Grip Strength — Student assesses grip strength bilaterally by having patient squeeze two fingers.
Radial Pulses —Student checks equality and regularity of radial pulses, grades radial pulses and
verbalizes findings.
Capillary Refill — Student depresses nail bed, releases and notes time for color to return. Student
verbalizes findings.
Script:
Arms:
“Can you shrug your shoulders for me please?”
(Checking for a range of motion of the shoulders.)
Can you raise your arm for me?
Can you Flex your arm?
Can you extend your arm?
(verbalize ROM is good, or at a scale of 0-5. 5 is a normal)
“I’m going to feel your arms now.”
-Gently feel their arms all the way down to their hands. Note any swelling that is present. (Verbalize any findings)
-Check IV access for any redness, drainage, and infiltration. (Verbalize)
“I’m going to feel for your pulse.”
-Feel their radial pulses on both wrists, and note if the pulses are thready, weak, strong, or bounding. (Verbalize strong)
“Can you grasp my fingers with your hands and squeeze.”
-Checking for grip strength. (Verbalize grip strength is normal)
“I’m going to squeeze on your fingernails to check for oxygenation.”
-Gently press on their fingernails to check for capillary refill. (Verbalize it’s normal)
Trunk/Cardiac/Respiratory
Skin — Student inspects skin for breakdown or injuries. Student checks skin turgor and verbalizes
findings.
Symmetry —Studnt inspects thoracic cage for symmetry and verbalizes findings.
Heart Sounds — Student auscultates heart sounds and verbalizes S1 at apex and S2 at base. Identifies
rhythm and verbalizes findings.
Apical Pulse — Student locates apical area at left 5th intercostals space, left mid-clavicular line. Verbalizes
listening for 1 minute. Verbalizes findings.
Anterior/Lateral Lung Sounds — Student auscultates anterior and lateral lung fields in 8 areas, compares
right and left sides, and moves stethoscope appropriately. Student verbalizes findings.
Respiratory Pattern — Student notes and verbalizes respiratory pattern.
Respiratory Conditions — Student verbalizes asking patient if they have a cough with or without sputum,
smoke or use any other substances. Inquires about use of home 02.
Script:
Chest:
Inspect the patient’s skin for any skin breakdown.
“I’m going to feel your collar bone here.”

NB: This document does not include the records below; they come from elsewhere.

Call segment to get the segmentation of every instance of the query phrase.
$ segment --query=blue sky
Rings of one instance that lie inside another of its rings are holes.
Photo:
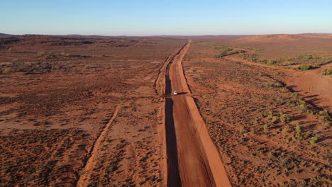
[[[332,0],[0,0],[0,33],[332,33]]]

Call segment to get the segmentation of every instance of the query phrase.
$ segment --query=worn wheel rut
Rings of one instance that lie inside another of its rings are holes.
[[[109,120],[109,123],[106,124],[105,128],[103,129],[103,131],[99,134],[99,136],[97,137],[94,144],[92,147],[92,150],[90,153],[90,157],[89,157],[87,164],[85,164],[84,168],[83,169],[83,173],[79,176],[79,180],[77,181],[77,183],[76,185],[77,187],[86,187],[88,186],[88,183],[89,182],[89,178],[91,176],[91,171],[94,168],[94,166],[96,164],[98,154],[100,150],[101,147],[104,141],[105,140],[105,137],[107,136],[109,128],[112,124],[114,119],[116,118],[118,115],[118,110],[120,110],[121,106],[116,106],[114,113],[113,113],[112,118]]]
[[[168,186],[231,186],[184,76],[182,62],[192,41],[165,72],[165,129]],[[177,91],[179,94],[172,93]]]

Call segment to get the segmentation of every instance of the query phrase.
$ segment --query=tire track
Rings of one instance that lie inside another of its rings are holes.
[[[231,186],[187,84],[182,62],[190,44],[174,57],[165,72],[166,95],[179,93],[165,102],[167,186]]]
[[[94,169],[94,166],[96,164],[96,159],[98,158],[98,154],[99,152],[100,147],[102,146],[104,141],[105,140],[105,137],[109,134],[109,128],[112,124],[114,119],[116,118],[116,115],[118,113],[120,108],[121,107],[121,105],[117,106],[114,113],[113,113],[112,118],[109,120],[109,123],[106,124],[105,128],[103,129],[103,131],[100,133],[98,138],[94,142],[94,144],[92,148],[92,151],[90,152],[90,157],[87,159],[87,162],[83,169],[83,173],[79,176],[79,178],[77,181],[77,187],[86,187],[88,185],[88,182],[89,181],[91,171]]]

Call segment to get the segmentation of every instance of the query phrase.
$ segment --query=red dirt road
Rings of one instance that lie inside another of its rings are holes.
[[[177,169],[179,175],[179,178],[176,176],[172,178],[170,175],[174,174],[169,172],[168,186],[231,186],[219,152],[190,96],[190,90],[184,74],[182,61],[191,42],[189,40],[175,56],[166,72],[166,94],[174,91],[179,93],[179,95],[171,96],[172,108],[170,108],[170,106],[166,106],[165,108],[166,110],[172,110],[173,118],[172,122],[168,122],[169,124],[166,121],[166,125],[174,125],[175,130],[175,135],[170,135],[167,131],[167,136],[176,137],[174,137],[176,142],[173,143],[177,148],[177,152],[173,152],[177,154],[177,157],[173,158],[177,159],[177,163],[173,162],[172,164],[178,166],[170,166],[169,162],[169,170],[172,168],[172,172],[175,172],[175,169]],[[170,157],[170,155],[168,157]],[[181,181],[175,181],[179,179]]]

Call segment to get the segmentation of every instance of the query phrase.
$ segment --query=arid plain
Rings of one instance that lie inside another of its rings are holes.
[[[331,34],[1,36],[0,183],[331,186]]]

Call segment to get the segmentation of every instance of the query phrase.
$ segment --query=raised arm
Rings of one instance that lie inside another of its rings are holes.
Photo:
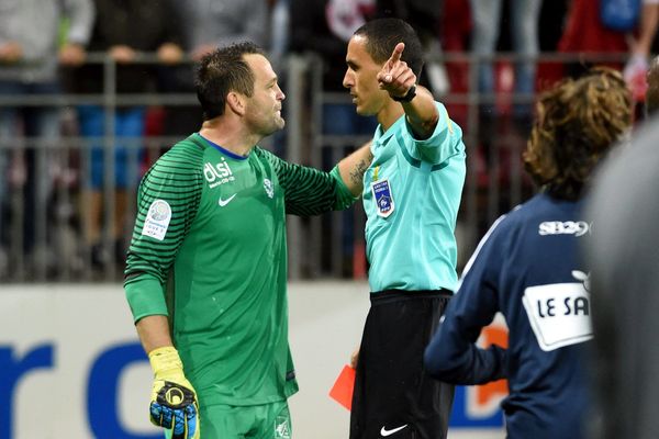
[[[338,162],[340,178],[354,196],[359,196],[364,190],[364,172],[373,160],[370,148],[371,142],[369,140]]]

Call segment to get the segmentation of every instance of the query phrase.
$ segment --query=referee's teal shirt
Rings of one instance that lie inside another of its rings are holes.
[[[462,131],[443,104],[433,135],[414,138],[405,115],[382,133],[364,177],[371,292],[455,291],[456,218],[466,175]]]

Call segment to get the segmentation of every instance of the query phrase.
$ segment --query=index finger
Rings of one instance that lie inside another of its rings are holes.
[[[389,60],[391,64],[398,63],[401,60],[401,56],[403,56],[403,50],[405,49],[405,43],[399,43],[393,48],[393,53],[391,54],[391,58]]]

Gently check for skin turgor by gathering a little bit of skin between your thumb and index finger, right below their collar bone.
Look for symmetry in the thoracic cage.
(Verbalize Findings)
Heart:
I’m going to listen to your heart now. You can just relax and breathe normally.
Auscultate S1 and S2
Auscultate for the Apical Pulse.
Verbalize you will count their heart rate for a full minute.
Lungs:
“Have you been coughing at all lately?”
If yes: Is stuff coming up when you cough?

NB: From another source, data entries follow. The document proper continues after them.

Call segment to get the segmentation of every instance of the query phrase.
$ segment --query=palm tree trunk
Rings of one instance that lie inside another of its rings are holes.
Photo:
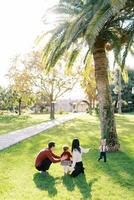
[[[119,150],[119,142],[116,132],[114,111],[108,80],[108,60],[105,52],[105,42],[97,39],[93,49],[95,63],[95,78],[98,90],[98,101],[101,121],[101,138],[107,139],[109,151]]]

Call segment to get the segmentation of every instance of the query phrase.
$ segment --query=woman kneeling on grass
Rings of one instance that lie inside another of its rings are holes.
[[[76,177],[81,173],[84,173],[84,167],[82,163],[82,154],[87,153],[90,150],[80,147],[80,142],[75,138],[72,142],[72,154],[73,154],[73,163],[72,163],[72,177]]]

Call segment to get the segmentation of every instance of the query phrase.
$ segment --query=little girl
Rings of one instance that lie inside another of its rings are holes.
[[[61,157],[62,156],[66,157],[66,159],[61,161],[61,165],[63,166],[64,174],[68,174],[70,172],[70,167],[72,163],[71,162],[72,155],[69,152],[69,147],[67,145],[63,146],[63,153],[61,154]]]
[[[81,173],[84,173],[84,167],[82,162],[82,154],[87,153],[90,150],[84,149],[80,146],[80,142],[75,138],[72,142],[72,154],[73,154],[73,163],[72,163],[72,177],[76,177]]]
[[[100,150],[100,157],[98,158],[98,161],[104,158],[104,162],[106,162],[107,160],[106,151],[108,150],[106,146],[106,139],[101,139],[99,150]]]

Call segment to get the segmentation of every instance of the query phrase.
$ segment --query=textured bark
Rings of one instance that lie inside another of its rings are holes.
[[[105,53],[105,42],[97,39],[93,49],[95,63],[95,78],[98,90],[100,109],[101,138],[107,139],[109,151],[119,150],[119,142],[116,132],[114,111],[108,80],[108,60]]]

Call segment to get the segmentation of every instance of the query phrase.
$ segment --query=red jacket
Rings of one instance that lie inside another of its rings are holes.
[[[40,166],[41,162],[45,158],[49,158],[49,160],[51,160],[51,162],[53,163],[60,162],[60,159],[59,159],[60,157],[56,156],[50,149],[46,148],[40,151],[39,154],[37,155],[35,159],[35,166],[36,167]]]
[[[67,158],[65,160],[71,160],[70,158],[72,157],[71,153],[69,151],[64,151],[62,154],[61,154],[61,157],[62,156],[67,156]]]

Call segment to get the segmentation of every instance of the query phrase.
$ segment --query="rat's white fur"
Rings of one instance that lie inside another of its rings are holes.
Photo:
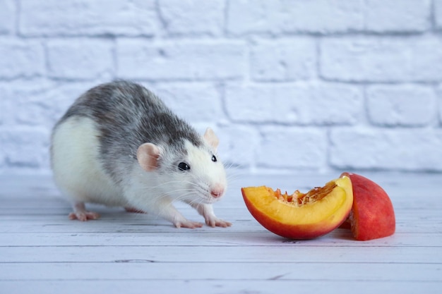
[[[227,226],[230,223],[217,219],[211,204],[219,200],[227,188],[224,166],[212,161],[217,138],[210,129],[203,136],[204,145],[197,147],[185,143],[189,171],[161,173],[157,169],[143,169],[133,161],[133,166],[123,183],[117,185],[102,167],[99,158],[100,132],[96,123],[85,117],[73,116],[61,123],[52,137],[52,169],[60,190],[73,202],[76,213],[92,214],[85,202],[121,206],[152,212],[172,222],[176,226],[196,227],[172,205],[182,200],[204,216],[209,226]],[[161,147],[158,147],[162,154]],[[174,164],[163,157],[163,164]],[[216,196],[213,196],[215,193]],[[78,215],[77,215],[77,217]],[[86,220],[88,217],[82,220]]]
[[[73,203],[126,206],[121,189],[97,160],[98,135],[95,123],[85,117],[69,118],[57,127],[52,147],[55,183]]]

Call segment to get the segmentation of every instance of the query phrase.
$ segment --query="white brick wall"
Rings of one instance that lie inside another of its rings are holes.
[[[0,173],[83,92],[150,87],[255,173],[442,172],[442,0],[2,0]]]

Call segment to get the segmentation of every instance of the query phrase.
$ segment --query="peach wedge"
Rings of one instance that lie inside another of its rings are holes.
[[[352,182],[347,176],[306,193],[282,194],[277,189],[241,189],[252,216],[268,231],[292,239],[311,239],[338,227],[348,217],[353,202]]]
[[[386,191],[356,173],[343,173],[341,176],[348,176],[353,187],[353,207],[348,221],[354,239],[365,241],[393,235],[396,228],[395,211]]]

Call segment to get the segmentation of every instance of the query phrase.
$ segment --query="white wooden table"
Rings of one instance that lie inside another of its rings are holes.
[[[363,175],[392,199],[393,236],[284,239],[251,217],[239,190],[305,192],[339,174],[237,176],[215,204],[233,226],[195,230],[102,207],[100,220],[70,221],[50,177],[0,176],[0,293],[442,293],[442,175]]]

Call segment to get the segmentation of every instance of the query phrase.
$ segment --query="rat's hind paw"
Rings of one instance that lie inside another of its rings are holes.
[[[78,219],[81,221],[86,221],[89,219],[97,219],[100,214],[97,212],[88,212],[83,202],[76,202],[73,204],[73,212],[69,214],[69,219]]]
[[[86,221],[90,219],[97,219],[99,217],[100,214],[98,214],[97,212],[88,211],[71,212],[69,214],[69,219],[78,219],[78,221]]]
[[[126,209],[127,212],[131,212],[133,214],[147,214],[147,212],[143,212],[141,209],[138,209],[138,208],[131,207],[124,207],[124,209]]]
[[[203,225],[197,221],[181,221],[174,223],[177,228],[201,228]]]

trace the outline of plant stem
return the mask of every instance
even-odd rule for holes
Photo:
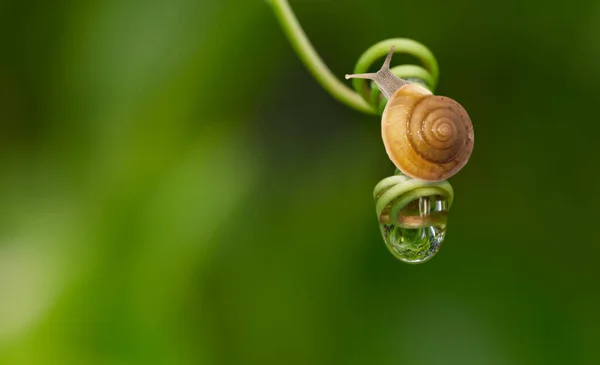
[[[334,98],[349,107],[363,113],[376,114],[376,110],[371,105],[358,93],[337,79],[327,65],[325,65],[308,40],[306,33],[302,30],[287,0],[267,0],[267,2],[273,6],[275,16],[279,20],[292,47],[317,82],[333,95]]]

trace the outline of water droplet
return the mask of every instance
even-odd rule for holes
[[[422,263],[440,249],[446,235],[448,201],[439,195],[417,198],[398,215],[398,224],[381,224],[381,234],[388,249],[398,259]]]

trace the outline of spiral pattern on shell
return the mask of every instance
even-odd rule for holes
[[[406,175],[440,181],[456,174],[473,151],[473,125],[456,101],[416,84],[401,87],[382,117],[388,156]]]

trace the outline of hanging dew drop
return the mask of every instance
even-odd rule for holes
[[[439,251],[447,221],[448,200],[442,196],[425,196],[402,208],[398,224],[384,223],[380,228],[385,244],[395,257],[418,264]]]
[[[420,264],[440,250],[454,192],[447,181],[426,182],[396,170],[373,191],[379,227],[390,252]]]

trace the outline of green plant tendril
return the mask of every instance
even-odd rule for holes
[[[333,75],[308,40],[287,0],[267,0],[267,3],[273,7],[284,33],[306,68],[327,92],[360,112],[368,114],[383,112],[387,100],[381,96],[379,89],[372,83],[364,79],[354,79],[353,91]],[[424,65],[424,67],[396,66],[392,68],[392,72],[400,78],[423,83],[433,92],[439,77],[437,61],[427,47],[411,39],[394,38],[375,44],[360,56],[354,73],[367,72],[375,61],[388,54],[392,45],[396,46],[394,53],[409,54],[419,59]]]
[[[319,54],[302,30],[287,0],[267,0],[267,2],[273,7],[275,15],[292,47],[309,72],[325,90],[337,100],[358,111],[379,115],[383,113],[387,99],[381,94],[374,82],[365,79],[353,79],[354,90],[347,87],[333,75],[331,70],[329,70],[319,57]],[[392,73],[409,82],[418,82],[433,92],[437,86],[439,77],[437,61],[427,47],[411,39],[393,38],[373,45],[360,56],[353,73],[362,74],[369,72],[371,66],[378,59],[387,56],[392,46],[395,46],[394,53],[411,55],[423,64],[423,66],[395,66],[391,68]],[[447,209],[449,210],[454,199],[454,191],[450,183],[446,180],[426,182],[413,179],[396,170],[394,176],[383,179],[375,186],[373,196],[375,198],[375,209],[382,235],[384,240],[387,240],[386,235],[396,233],[398,232],[397,230],[402,229],[402,224],[399,222],[400,213],[411,202],[421,197],[441,196],[447,200]],[[436,219],[443,219],[443,217],[436,218],[433,215],[429,218],[430,220],[421,224],[432,224],[435,223],[434,220]],[[413,233],[415,237],[417,237],[418,232],[420,234],[420,230],[421,228]],[[422,252],[426,252],[430,248],[428,239],[413,241],[412,239],[408,239],[407,242],[410,243],[402,245],[404,251],[412,252],[409,255],[410,257],[406,256],[406,252],[403,253],[403,256],[405,256],[403,257],[395,250],[390,250],[400,260],[405,261],[407,258],[418,258],[422,255]],[[426,260],[428,259],[420,262]]]
[[[454,190],[446,180],[427,182],[410,178],[396,170],[394,176],[381,180],[373,190],[375,211],[381,223],[400,225],[400,211],[410,202],[425,196],[439,195],[448,200],[448,210],[454,200]]]

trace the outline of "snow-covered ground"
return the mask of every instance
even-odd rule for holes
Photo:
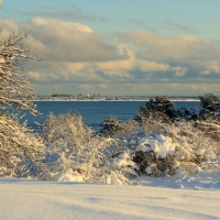
[[[119,186],[0,178],[0,219],[220,219],[218,179]]]

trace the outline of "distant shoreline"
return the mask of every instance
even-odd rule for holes
[[[62,99],[62,98],[48,98],[48,99],[34,99],[32,101],[148,101],[150,98],[146,99],[135,99],[135,98],[122,98],[122,99],[105,99],[105,98],[100,98],[100,99]],[[170,98],[170,101],[200,101],[199,99],[196,98]]]

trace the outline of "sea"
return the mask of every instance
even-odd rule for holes
[[[120,121],[127,121],[129,119],[134,119],[139,114],[140,107],[145,107],[145,100],[132,100],[132,101],[33,101],[36,105],[36,109],[40,114],[33,117],[25,112],[21,121],[26,120],[28,127],[35,132],[41,132],[42,124],[47,119],[50,112],[55,116],[61,113],[73,112],[82,117],[84,122],[90,127],[94,131],[99,131],[101,129],[101,123],[109,116],[112,114],[117,117]],[[186,107],[187,109],[194,108],[197,112],[201,109],[200,102],[194,99],[187,100],[176,100],[174,101],[175,108]]]

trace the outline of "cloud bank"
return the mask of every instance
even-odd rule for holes
[[[43,61],[25,68],[37,94],[193,95],[220,81],[217,41],[148,31],[102,35],[61,19],[0,22],[4,37],[12,29],[31,30],[26,43]]]

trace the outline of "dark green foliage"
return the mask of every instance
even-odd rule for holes
[[[146,102],[146,108],[140,107],[140,117],[142,119],[147,118],[150,113],[162,112],[168,116],[168,118],[174,117],[174,102],[169,100],[167,96],[157,96],[151,98]]]
[[[202,112],[215,113],[220,111],[220,100],[216,95],[205,94],[204,96],[199,96],[199,99],[202,107]]]
[[[138,165],[136,172],[140,176],[157,176],[176,175],[177,168],[174,166],[175,157],[167,156],[165,158],[157,157],[155,152],[135,152],[133,162]],[[151,167],[151,168],[150,168]]]
[[[105,135],[114,135],[117,132],[123,130],[123,123],[120,122],[114,116],[108,116],[101,123],[101,133]]]

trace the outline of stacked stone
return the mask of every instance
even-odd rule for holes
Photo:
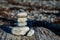
[[[27,26],[27,13],[26,12],[18,12],[17,16],[17,27],[12,28],[12,34],[15,35],[25,35],[32,36],[34,34],[34,30],[30,29]]]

If yes: What color is it? Is it thick or thin?
“Do you smoke or use any other substance?”
“I’m just going to pull down your gown a little here, I’ll keep you covered as much as possible.”
Inspect their chest for symmetry and shape, and note the size of their costal angle.
“Now I’m going to take a listen to your lungs. I’ll move my stethoscope to multiple places so that I can get a really good listen.”
Each time you move your stethoscope to a new place, ask your patient:
Please take a deep breath in, and out through your mouth.
Listen for a full respiratory cycle at each site. Note their breathing rhythm, effort and depth, as well as if their rib cage is moving symmetrically.
Abdomen/Elimination
Inspection — Student inspects and verbalizes contour of abdomen.
Bowel Sounds — Student auscultates beginning in RLQ progressing to RUQ to LUQ to LLQ and verbalizes
findings.
Palpation —Student lightly palpates abdomen and verbalizes findings.
Perineal Area — Student inspects perineal area for cleanliness and skin redness/breakdown. Student
verbalizes findings.
Last BM—Student inquires about patient’s last BM. Dates, normal/abnormal.
Nausea/Vomiting — Student verbalizes inquiry.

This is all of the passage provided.